# Pear wood good?



## Jeremy102579 (Jan 31, 2012)

Some guy at work asked me if I wanted some firewood his friend cut down.......he said it is a "pear" tree....although I am not sure what type of pear wood it is.

He said I can have it for free........is pear good firewood to burn inside? I cant find it in the btu list.


----------



## stumpy75 (Jan 31, 2012)

My guess is that it's Bradford Pear, an ornamental planted in a lot of cities. It's free wood. Take it!:msp_rolleyes:


----------



## branchbuzzer (Jan 31, 2012)

Most all the fruit trees are pretty dense, I'm sure there's a few exceptions. It all burns!


----------



## Wolfcsm (Jan 31, 2012)

If you are into BBQing, it might be worth trying there. Fruit woods give sweeter flavors to BBQ.

Hal


----------



## Hedgerow (Jan 31, 2012)

Jeremy102579 said:


> Some guy at work asked me if I wanted some firewood his friend cut down.......he said it is a "pear" tree....although I am not sure what type of pear wood it is.
> 
> He said I can have it for free........is pear good firewood to burn inside? I cant find it in the btu list.

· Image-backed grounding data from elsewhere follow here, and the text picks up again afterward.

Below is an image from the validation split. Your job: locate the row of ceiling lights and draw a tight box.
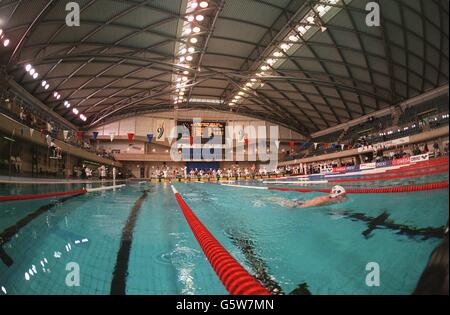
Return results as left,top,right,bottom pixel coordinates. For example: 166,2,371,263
0,28,11,47
25,64,87,121
173,0,209,105
228,0,339,106
0,29,87,121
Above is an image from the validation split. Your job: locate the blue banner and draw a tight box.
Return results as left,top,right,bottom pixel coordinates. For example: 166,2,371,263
345,165,359,172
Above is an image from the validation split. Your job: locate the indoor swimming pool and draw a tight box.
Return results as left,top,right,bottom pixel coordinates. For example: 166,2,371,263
0,178,449,295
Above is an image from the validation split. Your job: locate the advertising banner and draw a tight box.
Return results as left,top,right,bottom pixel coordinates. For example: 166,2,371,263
392,157,410,166
358,137,409,153
345,165,359,172
333,166,347,173
359,163,377,170
409,153,430,163
377,160,392,168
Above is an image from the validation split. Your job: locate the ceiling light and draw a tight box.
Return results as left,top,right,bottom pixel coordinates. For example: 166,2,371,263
273,51,283,57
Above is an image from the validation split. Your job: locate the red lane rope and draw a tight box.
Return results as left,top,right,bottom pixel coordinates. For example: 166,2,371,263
0,188,87,202
174,189,270,295
268,181,448,194
328,167,448,183
368,163,448,176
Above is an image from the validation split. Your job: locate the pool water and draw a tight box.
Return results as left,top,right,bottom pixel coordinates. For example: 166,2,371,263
0,181,449,294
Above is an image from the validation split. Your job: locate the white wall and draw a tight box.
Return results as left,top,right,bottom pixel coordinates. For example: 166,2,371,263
90,110,304,141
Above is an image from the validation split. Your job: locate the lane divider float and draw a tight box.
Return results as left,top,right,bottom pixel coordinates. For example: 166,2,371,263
219,181,448,194
171,185,270,295
0,185,126,202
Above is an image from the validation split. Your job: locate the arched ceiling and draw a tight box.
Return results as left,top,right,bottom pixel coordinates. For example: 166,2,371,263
0,0,449,135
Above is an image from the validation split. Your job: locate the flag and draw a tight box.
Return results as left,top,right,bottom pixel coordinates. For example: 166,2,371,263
77,131,84,139
289,141,295,151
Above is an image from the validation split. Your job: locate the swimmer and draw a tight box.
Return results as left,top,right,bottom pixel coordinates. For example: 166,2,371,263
271,186,346,208
297,186,347,208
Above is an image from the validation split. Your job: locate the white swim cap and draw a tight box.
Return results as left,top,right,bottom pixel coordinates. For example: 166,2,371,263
330,186,346,197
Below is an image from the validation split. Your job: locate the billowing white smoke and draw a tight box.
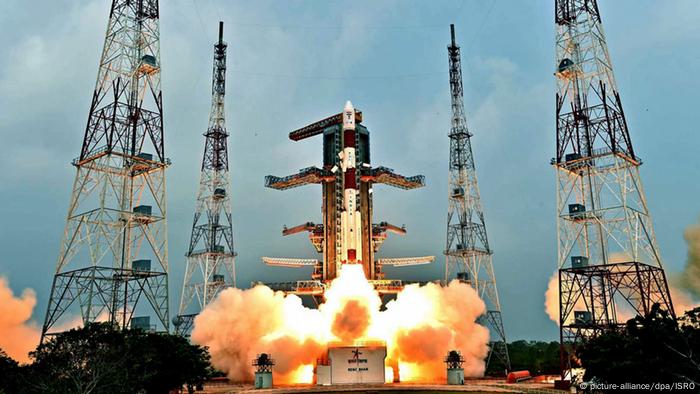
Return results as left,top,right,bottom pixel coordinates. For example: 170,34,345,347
192,265,489,383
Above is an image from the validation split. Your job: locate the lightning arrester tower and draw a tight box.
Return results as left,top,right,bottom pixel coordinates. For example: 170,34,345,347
445,25,510,369
552,0,675,378
42,0,170,340
173,22,236,336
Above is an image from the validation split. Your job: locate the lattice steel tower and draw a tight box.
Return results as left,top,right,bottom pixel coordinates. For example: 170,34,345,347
173,22,236,335
42,0,170,339
445,25,510,369
552,0,674,371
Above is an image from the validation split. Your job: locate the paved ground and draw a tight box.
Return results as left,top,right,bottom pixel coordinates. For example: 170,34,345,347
198,379,563,394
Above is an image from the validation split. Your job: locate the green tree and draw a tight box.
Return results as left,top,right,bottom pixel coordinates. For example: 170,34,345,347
576,305,700,383
0,349,22,394
23,323,209,394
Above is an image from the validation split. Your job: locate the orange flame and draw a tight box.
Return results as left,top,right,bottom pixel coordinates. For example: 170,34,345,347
192,265,489,383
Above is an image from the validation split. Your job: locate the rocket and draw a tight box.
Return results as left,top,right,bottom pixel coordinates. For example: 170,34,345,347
338,101,362,264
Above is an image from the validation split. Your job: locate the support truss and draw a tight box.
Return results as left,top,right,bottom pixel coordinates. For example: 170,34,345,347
552,0,674,375
173,22,236,336
445,25,510,369
42,0,170,340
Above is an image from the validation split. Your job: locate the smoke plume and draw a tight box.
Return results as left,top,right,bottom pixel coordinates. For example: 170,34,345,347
192,265,489,383
0,277,41,363
676,224,700,299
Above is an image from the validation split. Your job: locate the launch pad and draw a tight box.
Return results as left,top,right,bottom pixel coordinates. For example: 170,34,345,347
263,102,435,299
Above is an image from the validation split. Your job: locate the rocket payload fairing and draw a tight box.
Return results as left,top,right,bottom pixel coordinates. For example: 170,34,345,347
338,101,362,264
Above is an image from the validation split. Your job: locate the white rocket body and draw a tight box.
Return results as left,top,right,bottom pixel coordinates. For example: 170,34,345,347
338,101,362,264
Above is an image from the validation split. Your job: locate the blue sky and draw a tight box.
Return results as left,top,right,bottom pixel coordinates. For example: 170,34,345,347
0,0,700,339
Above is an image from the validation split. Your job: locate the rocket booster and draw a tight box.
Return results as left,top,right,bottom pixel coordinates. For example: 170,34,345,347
338,101,362,264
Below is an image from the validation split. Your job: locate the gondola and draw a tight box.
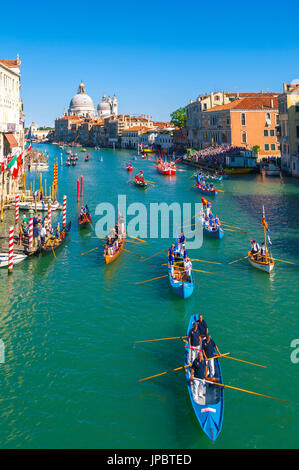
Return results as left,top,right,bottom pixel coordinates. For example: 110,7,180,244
168,252,194,299
184,315,224,442
78,212,92,228
38,220,72,255
104,224,126,264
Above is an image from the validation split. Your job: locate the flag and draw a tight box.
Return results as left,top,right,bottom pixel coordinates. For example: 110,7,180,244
262,216,268,228
7,155,18,178
17,152,23,169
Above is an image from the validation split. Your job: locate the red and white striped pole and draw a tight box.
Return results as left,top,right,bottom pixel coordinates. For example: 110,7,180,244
48,200,52,231
62,196,66,227
16,194,20,224
8,227,14,273
28,217,33,250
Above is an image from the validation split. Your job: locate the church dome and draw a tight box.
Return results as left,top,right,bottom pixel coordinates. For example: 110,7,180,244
69,82,94,117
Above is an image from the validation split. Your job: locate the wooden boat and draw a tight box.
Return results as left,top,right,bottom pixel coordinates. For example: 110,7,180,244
184,314,224,442
157,163,176,176
104,222,126,264
134,175,148,188
196,183,217,196
0,253,27,268
78,213,92,228
39,220,72,255
248,206,275,274
14,201,62,212
202,223,224,240
168,253,194,299
248,251,275,274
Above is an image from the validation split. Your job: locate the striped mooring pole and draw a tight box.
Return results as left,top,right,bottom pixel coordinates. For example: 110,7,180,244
8,227,14,274
28,216,33,250
62,196,66,227
48,200,52,231
16,194,20,224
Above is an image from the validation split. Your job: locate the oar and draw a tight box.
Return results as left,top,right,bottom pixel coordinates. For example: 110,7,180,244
138,364,192,382
228,255,248,264
135,274,168,285
135,336,187,343
205,379,291,403
81,246,101,256
273,258,295,264
192,268,226,277
221,355,267,369
123,248,142,258
142,248,168,261
224,227,247,233
127,233,147,243
190,259,221,264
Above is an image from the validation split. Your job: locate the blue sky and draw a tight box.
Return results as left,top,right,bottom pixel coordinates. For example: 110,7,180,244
0,0,299,125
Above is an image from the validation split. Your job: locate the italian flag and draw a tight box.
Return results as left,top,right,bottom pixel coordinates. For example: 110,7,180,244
7,155,18,178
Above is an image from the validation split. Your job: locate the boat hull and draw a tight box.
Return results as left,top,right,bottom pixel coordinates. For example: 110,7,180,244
248,251,274,274
184,315,224,442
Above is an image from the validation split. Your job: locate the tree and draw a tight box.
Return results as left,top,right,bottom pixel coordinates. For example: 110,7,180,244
170,108,187,127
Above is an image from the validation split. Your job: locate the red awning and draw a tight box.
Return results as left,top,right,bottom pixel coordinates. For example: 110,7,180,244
4,134,19,149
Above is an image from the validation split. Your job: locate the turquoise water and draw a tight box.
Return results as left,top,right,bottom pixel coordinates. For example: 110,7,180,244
0,145,299,449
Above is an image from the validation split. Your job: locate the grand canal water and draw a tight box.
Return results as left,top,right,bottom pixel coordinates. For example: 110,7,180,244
0,145,299,449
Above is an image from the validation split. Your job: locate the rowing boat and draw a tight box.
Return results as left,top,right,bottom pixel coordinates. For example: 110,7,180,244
248,251,275,274
196,183,217,196
168,253,194,299
184,315,224,442
78,214,92,228
38,220,72,254
104,222,126,264
0,253,27,268
202,222,224,240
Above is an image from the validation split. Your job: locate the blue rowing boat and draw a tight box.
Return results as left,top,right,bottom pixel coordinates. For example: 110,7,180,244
168,253,194,299
184,315,224,442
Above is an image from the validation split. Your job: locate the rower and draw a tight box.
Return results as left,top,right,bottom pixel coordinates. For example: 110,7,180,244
197,314,208,339
202,334,220,377
190,352,207,400
188,322,202,362
179,232,186,255
260,243,266,262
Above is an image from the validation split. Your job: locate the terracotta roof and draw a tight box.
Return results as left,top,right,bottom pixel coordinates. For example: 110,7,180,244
0,59,21,67
204,95,278,113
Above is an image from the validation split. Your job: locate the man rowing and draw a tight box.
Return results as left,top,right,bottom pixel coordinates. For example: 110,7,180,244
190,351,207,401
202,334,220,377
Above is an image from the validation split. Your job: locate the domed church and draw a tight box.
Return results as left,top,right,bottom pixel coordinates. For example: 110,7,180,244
97,94,118,119
68,82,95,118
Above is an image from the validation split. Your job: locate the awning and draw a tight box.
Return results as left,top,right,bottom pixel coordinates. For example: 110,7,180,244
4,134,19,149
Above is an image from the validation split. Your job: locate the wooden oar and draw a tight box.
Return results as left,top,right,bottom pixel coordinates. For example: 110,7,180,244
190,259,221,264
123,248,142,258
135,336,187,343
142,248,168,261
228,255,248,264
221,355,267,369
205,379,291,403
192,268,226,277
81,246,101,256
127,233,147,243
224,227,247,233
135,274,168,285
272,258,295,264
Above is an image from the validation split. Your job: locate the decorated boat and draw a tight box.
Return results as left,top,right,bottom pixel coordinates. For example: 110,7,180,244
184,314,224,442
168,246,194,299
248,206,275,274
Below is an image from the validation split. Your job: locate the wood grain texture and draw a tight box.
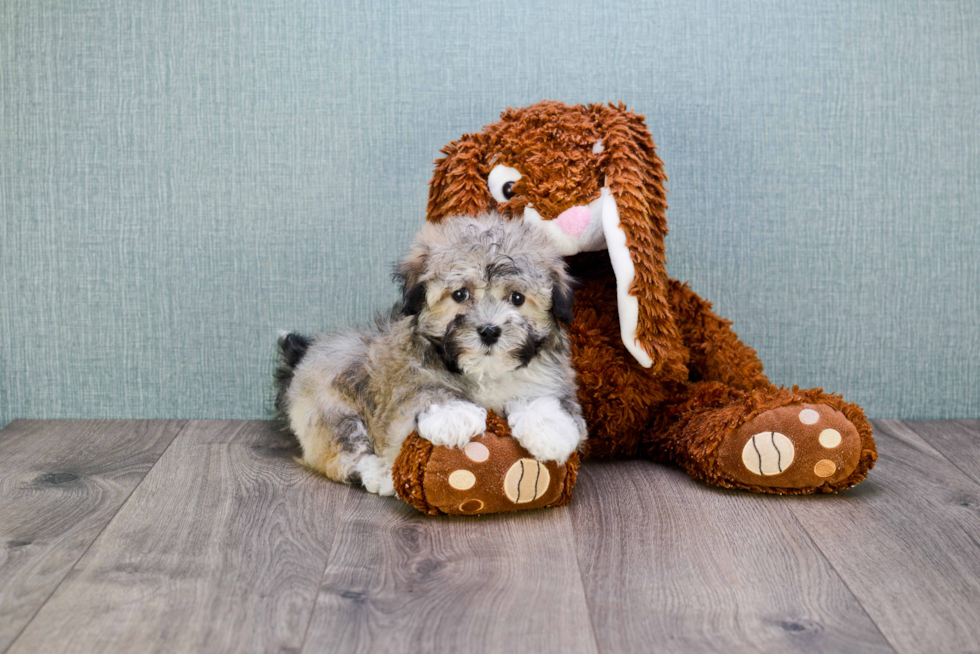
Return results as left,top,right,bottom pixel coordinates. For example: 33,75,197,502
571,461,892,654
10,422,347,653
0,421,183,652
787,420,980,654
303,490,596,654
902,420,980,484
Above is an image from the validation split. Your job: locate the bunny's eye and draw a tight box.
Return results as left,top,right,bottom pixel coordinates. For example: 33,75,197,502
487,164,521,202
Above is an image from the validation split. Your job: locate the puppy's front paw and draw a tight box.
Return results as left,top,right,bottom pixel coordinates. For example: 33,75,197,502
354,454,395,496
507,397,583,465
419,400,487,447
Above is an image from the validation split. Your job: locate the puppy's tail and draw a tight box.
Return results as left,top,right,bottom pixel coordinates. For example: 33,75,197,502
274,332,312,424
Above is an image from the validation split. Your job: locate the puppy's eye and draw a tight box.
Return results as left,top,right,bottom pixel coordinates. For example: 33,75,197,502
487,164,521,202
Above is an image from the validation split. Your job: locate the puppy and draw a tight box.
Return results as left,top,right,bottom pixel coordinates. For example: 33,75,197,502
276,214,586,495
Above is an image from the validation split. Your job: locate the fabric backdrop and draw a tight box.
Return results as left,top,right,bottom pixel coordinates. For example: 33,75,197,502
0,0,980,424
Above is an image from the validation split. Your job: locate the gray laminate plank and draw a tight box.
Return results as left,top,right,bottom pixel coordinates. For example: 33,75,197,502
11,422,348,653
787,421,980,654
571,461,892,654
0,420,183,652
903,420,980,483
303,490,596,654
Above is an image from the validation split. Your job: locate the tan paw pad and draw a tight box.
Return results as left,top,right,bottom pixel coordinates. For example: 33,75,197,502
813,459,837,479
717,403,861,488
742,431,795,477
817,429,842,452
504,459,551,504
449,470,476,490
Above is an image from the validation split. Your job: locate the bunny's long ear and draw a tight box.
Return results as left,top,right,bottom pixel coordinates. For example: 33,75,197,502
426,134,494,223
591,104,686,378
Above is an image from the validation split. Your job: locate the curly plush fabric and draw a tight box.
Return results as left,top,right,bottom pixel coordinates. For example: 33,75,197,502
399,101,877,512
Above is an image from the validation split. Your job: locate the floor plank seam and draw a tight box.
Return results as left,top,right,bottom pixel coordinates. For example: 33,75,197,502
900,421,980,494
787,502,900,654
561,510,602,654
299,484,354,653
0,420,191,654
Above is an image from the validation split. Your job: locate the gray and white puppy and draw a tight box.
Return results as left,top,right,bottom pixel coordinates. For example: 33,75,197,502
277,214,586,495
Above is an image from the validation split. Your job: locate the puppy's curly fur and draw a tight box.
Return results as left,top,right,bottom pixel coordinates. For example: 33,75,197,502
277,214,586,495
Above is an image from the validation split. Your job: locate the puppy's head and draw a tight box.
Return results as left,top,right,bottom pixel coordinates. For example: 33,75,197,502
395,214,572,378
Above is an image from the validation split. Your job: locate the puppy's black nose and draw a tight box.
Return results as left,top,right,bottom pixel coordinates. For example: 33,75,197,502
476,325,500,345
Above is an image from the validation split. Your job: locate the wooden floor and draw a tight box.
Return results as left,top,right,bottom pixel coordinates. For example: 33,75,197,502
0,421,980,654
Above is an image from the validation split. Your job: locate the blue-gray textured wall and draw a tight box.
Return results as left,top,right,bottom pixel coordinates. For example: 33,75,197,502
0,0,980,425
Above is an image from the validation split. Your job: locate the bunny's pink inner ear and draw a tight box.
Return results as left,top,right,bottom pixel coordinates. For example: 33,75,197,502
426,134,494,222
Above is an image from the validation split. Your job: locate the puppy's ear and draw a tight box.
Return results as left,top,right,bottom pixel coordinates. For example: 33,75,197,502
392,240,428,316
551,273,574,325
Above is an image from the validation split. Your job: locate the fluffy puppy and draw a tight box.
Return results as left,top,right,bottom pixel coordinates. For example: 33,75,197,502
276,214,586,495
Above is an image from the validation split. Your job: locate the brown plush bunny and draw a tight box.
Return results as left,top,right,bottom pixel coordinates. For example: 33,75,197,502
395,102,877,513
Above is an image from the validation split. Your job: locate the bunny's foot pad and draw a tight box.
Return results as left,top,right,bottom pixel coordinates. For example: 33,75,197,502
393,421,579,515
718,403,873,491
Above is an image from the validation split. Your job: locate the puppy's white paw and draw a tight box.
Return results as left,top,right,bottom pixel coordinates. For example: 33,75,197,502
419,400,487,447
354,454,395,497
507,397,583,465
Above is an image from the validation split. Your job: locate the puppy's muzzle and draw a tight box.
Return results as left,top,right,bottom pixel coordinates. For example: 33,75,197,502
476,325,501,345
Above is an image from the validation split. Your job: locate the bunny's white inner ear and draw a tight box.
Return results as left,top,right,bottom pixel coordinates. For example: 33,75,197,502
602,187,653,368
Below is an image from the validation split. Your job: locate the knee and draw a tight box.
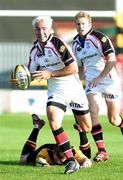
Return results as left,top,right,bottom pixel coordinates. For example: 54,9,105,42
109,116,119,126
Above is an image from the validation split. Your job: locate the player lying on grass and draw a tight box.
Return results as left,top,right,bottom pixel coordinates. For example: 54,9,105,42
20,114,92,168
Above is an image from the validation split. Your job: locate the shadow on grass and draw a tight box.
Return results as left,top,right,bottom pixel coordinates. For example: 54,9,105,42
0,161,21,166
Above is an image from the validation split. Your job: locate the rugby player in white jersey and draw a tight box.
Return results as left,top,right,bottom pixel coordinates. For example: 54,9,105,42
10,16,92,174
72,11,123,162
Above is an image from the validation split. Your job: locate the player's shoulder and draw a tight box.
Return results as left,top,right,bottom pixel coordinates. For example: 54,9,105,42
51,36,69,54
30,40,38,54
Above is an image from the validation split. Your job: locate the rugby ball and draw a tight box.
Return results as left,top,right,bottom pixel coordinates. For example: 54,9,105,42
13,64,31,90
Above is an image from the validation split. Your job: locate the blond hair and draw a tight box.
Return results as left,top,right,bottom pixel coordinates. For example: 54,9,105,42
32,16,53,29
75,11,92,23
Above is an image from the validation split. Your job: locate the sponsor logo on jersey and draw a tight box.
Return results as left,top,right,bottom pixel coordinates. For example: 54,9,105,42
70,101,83,108
102,93,118,99
101,37,107,43
37,52,43,57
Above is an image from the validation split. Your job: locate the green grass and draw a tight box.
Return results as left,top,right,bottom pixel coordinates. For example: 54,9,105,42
0,114,123,180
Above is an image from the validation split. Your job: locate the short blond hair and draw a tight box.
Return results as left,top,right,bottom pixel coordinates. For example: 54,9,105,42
75,11,92,23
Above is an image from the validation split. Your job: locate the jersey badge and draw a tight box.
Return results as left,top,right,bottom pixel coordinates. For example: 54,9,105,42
59,45,65,53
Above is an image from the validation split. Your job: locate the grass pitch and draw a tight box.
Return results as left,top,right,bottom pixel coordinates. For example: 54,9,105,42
0,114,123,180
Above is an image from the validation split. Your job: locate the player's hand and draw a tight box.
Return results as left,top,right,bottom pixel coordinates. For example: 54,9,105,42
10,79,19,86
9,73,19,86
31,70,51,81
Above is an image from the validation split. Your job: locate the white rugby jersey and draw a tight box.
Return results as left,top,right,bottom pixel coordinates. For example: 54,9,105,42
72,29,117,81
29,35,81,93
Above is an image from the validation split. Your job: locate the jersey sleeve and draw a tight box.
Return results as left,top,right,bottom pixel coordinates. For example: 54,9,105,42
52,37,75,66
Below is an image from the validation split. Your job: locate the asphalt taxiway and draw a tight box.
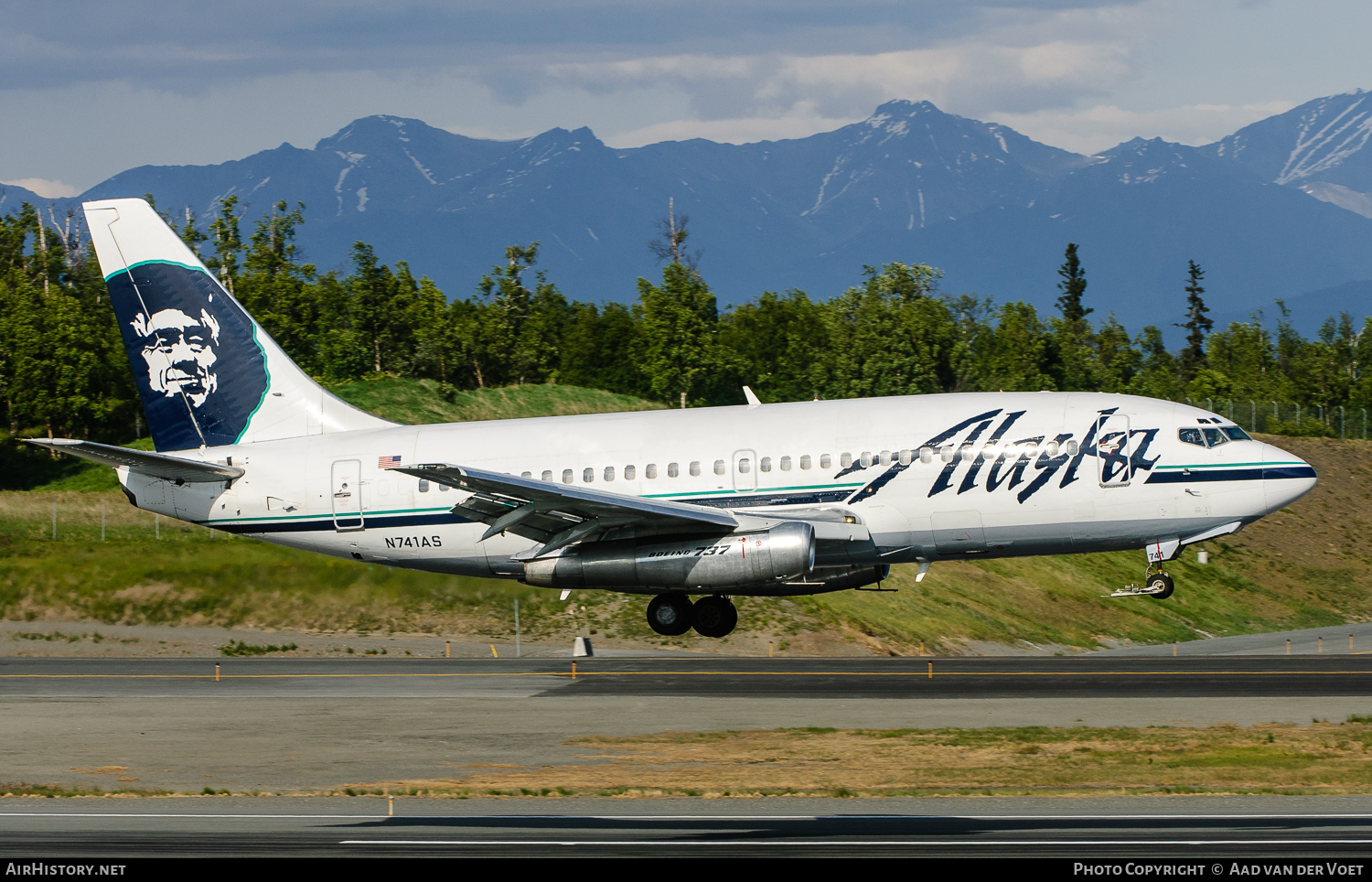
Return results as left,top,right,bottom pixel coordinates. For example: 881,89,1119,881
0,654,1372,701
0,797,1372,861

Yep... Take it!!! I've burnt Bradford pear trimmings... It's surprisingly good burning stuff...
Not to mention free...


----------



## loadthestove (Jan 31, 2012)

Never pass on any FREE wood,,thats the best kind


----------



## ponyexpress976 (Jan 31, 2012)

Wolfcsm said:


> If you are into BBQing, it might be worth trying there. Fruit woods give sweeter flavors to BBQ.
> 
> Hal



If it's an actual fruit bearing pear give the BBQ a shot....but if its a bradford, send it to the firebox. Good heat but tastes like garbage in the smoker.


----------



## BrokenToys (Jan 31, 2012)

ponyexpress976 said:


> If it's an actual fruit bearing pear give the BBQ a shot....but if its a bradford, send it to the firebox. Good heat but tastes like garbage in the smoker.


Second that....I tried that with some bradford pear last year in the smoker and regretted it. Burns great in the stove though !!


----------



## Hedgerow (Jan 31, 2012)

ponyexpress976 said:


> If it's an actual fruit bearing pear give the BBQ a shot....but if its a bradford, send it to the firebox. Good heat but tastes like garbage in the smoker.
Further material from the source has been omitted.